A oposição romântica Sentimento/Razão é a mola que desencadeia a catástrofe. Foi a paixão avassaladora que, exacerbadamente sentida e vivida, colocou os amantes numa situação de conflito irremediável e os conduziu à fatalidade, isto é, à morte. Em todo o enredo amoroso são visíveis os indícios ou presságios da fatalidade que vitimaria as personagens (cf. a apresentação da família de Simão, a apresentação da personagem, a questão legal subjacente ao ódio das duas famílias, entre outros assuntos correlacionados com esta temática).

 

A caracterização psicológica de Simão e a de Teresa, definida pelo seu carácter romântico, constitui o ponto de partida para o seu estatuto de heróis míticos, porque assumem até às últimas consequências a entrega ao seu amor. Para o autor, relativizar ou tentar relativizar o Amor é destituí-lo de todo o seu carácter absoluto e torná-lo um sentimento vulgar que, ao invés de unir de forma inabalável os amantes, provocaria nestes a sensação da banalidade dos seus sentimentos e a ruptura, a médio prazo, desse sentimento morno e quiçá amorfo. Como torná-lo, então, Amor Absoluto?

 

Se o Amor "é querer estar preso por vontade", se representa a força motriz que condiciona o comportamento dos amantes, há que construí-los (enquanto personagens), dotando-os dessa força inesgotável que os leva a lutar estoicamente contra tudo e contra todos, na ânsia de vencer todos os obstáculos para, dessa forma, celebrarem as núpcias física e espiritualmente.

 

Se atentarmos na análise objectivando epistolografia (nas cartas) de Simão e de Teresa constatamos que, embora exista essa vontade, os obstáculos são de tal modo intransponíveis que, mesmo sem o desejarem, os amantes adiam para a eternidade e para o intemporal, o sentimento que os torna vivos.

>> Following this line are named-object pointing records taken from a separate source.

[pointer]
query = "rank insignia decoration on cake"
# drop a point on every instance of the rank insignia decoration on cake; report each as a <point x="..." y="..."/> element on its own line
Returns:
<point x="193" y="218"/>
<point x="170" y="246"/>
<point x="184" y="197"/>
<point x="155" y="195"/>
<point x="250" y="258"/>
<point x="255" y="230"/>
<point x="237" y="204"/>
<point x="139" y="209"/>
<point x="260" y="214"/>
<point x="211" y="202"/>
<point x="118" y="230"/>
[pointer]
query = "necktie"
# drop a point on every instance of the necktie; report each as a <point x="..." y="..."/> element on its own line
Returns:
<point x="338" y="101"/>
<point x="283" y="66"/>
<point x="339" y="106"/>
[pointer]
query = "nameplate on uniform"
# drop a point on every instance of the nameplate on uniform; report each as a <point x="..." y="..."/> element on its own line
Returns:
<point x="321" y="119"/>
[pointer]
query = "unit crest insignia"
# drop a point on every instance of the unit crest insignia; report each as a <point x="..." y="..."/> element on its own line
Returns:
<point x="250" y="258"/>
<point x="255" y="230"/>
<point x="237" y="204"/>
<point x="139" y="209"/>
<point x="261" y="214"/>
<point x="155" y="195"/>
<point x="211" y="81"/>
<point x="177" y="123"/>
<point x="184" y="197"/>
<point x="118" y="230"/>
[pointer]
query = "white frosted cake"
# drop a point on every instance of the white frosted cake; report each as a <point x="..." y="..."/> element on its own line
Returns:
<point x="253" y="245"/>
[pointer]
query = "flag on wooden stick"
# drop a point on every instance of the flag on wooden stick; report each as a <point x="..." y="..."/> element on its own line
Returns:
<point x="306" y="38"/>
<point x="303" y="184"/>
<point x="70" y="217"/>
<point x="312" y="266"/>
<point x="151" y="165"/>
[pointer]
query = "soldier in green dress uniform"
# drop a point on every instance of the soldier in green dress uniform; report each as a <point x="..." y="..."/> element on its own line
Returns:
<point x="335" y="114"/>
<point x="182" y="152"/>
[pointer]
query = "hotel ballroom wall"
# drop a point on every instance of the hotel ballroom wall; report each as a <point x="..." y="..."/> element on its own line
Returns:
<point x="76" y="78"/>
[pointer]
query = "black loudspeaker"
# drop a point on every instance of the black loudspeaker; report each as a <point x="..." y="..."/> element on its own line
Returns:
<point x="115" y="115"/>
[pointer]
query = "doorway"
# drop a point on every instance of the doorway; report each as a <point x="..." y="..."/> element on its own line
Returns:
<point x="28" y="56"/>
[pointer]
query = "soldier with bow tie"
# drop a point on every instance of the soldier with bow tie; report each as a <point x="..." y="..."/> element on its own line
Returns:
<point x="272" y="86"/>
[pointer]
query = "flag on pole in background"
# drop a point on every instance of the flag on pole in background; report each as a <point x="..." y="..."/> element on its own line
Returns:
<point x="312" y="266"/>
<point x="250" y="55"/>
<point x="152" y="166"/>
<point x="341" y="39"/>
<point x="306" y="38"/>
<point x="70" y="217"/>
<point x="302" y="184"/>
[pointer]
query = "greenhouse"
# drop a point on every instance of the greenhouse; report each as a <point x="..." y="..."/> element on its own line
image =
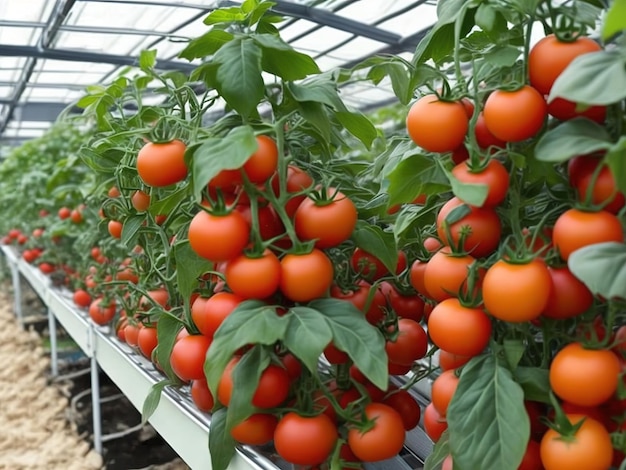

Ao serem incapazes de lutar contra a sociedade (metonimicamente representada pelos pais), ambos abdicam do amor em vida e procuram vivê-lo para além da morte (cf. última carta de Teresa a Simão), assumindo, assim, a atemporalidade do seu sentimento e a sua condição de amantes infelizes que, da vida, não souberam "colher doce fruito" (Luís de Camões, Os Lusíadas, III, 120), porque não quiseram renunciar.

 

O amor torna-se, pois, o seu absoluto e aparece, na obra, como um sentimento indissociável do sentimento religioso. É através do amor que Simão e Teresa se tornam heróis, ascendendo ao espaço celeste.

 

(JACINTO, Conceição; LANÇA, Gabriela. Amor de Perdição. Colecção Estudar Português, Porto Editora, 1998, com adaptações.)